Néanmoins, si on regarde ci-dessous le même titre valorisé en CHF durant la même période, l'image est sensiblement différente. On n'est certes loin de la volatilité des actions, mais on se rend vite compte que les effets de change entraînent des variations importantes de la valeur de l'actif, même sur des courtes durées. On a beau faire abstraction du "krach" du 15 janvier 2015 dû à l'abandon du taux plancher par la Banque Nationale Suisse, il n'en reste pas moins que le cours d'ICSH n'est jamais stable en CHF, contrairement à ce qu'il était en USD. Il est donc impossible de placer son cash sur cet ETF si on souhaite l'utiliser comme un actif immédiatement disponible.
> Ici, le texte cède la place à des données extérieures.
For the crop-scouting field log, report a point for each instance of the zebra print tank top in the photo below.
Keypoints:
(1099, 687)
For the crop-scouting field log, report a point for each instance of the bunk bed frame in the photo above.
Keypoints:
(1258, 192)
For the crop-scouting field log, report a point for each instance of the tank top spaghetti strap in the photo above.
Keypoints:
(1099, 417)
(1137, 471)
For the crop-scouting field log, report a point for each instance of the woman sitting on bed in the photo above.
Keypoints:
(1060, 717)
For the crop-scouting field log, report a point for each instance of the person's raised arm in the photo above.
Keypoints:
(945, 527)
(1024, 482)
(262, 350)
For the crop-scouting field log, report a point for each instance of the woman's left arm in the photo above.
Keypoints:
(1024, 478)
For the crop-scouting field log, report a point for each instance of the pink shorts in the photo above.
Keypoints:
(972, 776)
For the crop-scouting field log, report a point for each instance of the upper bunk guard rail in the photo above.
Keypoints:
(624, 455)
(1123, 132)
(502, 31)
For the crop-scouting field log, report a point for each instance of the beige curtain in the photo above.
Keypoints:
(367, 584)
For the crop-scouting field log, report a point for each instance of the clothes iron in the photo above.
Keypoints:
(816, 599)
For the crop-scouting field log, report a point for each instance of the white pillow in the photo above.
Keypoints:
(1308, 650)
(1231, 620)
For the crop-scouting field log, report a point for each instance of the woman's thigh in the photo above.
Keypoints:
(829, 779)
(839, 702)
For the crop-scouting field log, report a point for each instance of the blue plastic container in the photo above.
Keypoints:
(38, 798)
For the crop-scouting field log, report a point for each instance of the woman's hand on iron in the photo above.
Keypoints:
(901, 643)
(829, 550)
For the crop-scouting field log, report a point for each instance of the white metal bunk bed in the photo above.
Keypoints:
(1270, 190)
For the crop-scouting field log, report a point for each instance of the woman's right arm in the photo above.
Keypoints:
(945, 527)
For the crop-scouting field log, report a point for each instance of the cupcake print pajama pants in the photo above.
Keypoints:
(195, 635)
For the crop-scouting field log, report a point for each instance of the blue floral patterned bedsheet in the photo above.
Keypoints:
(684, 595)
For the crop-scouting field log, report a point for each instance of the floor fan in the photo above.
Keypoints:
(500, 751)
Paradoxalement, il a pourtant affiché une meilleure performance en francs suisses, puisque sa rentabilité est montée à 19.5% sur ces cinq dernières années (coupons compris), soit 3.5% par an. La très bonne tenue du billet vert par rapport à notre devise nationale durant cette période explique ce phénomène. Le danger, qui va bien au-delà de la simple volatilité induite par cette méthode, c'est qu'à long terme le dollar a plutôt tendance d'aller dans l'autre sens par rapport au franc suisse.
Une fausse bonne idée serait de vouloir investir dans cet ETF en se couvrant du risque de monnaie. On peut le faire par exemple en empruntant du dollar, avec un contrat à terme sur le CHF/USD ou une option sur ce même contrat. Le problème c'est que la différence entre le rendement offert par l'ETF et le taux d'intérêt sur le dollar est tellement faible qu'on est assuré de perdre de l'argent avec cette solution.
Alors, est on condamné à vivre pour longtemps avec du CHF qui ne rapporte au mieux rien du tout ? Oui et non. Il faut d'abord relever que le franc suisse, bien que ne payant aucun intérêt (voire en facturant), est une monnaie forte. Il a donc tendance à s'apprécier par rapport aux autres devises sur le long terme. Cela signifie que vous devenez de plus en plus riche avec vos francs par rapport aux autres devises. La dépréciation du dollar par rapport à notre monnaie sur le long terme en est un cas édifiant, comme le montre le graphique ci-dessous (cela ne signifie pas pour autant qu'il faille laisser tomber les actions américaines, car la plupart d'entre elles adorent que leur monnaie domestique se déprécie, en particulier celles des sociétés fortement exposées à l'international et celles actives sur les matières premières).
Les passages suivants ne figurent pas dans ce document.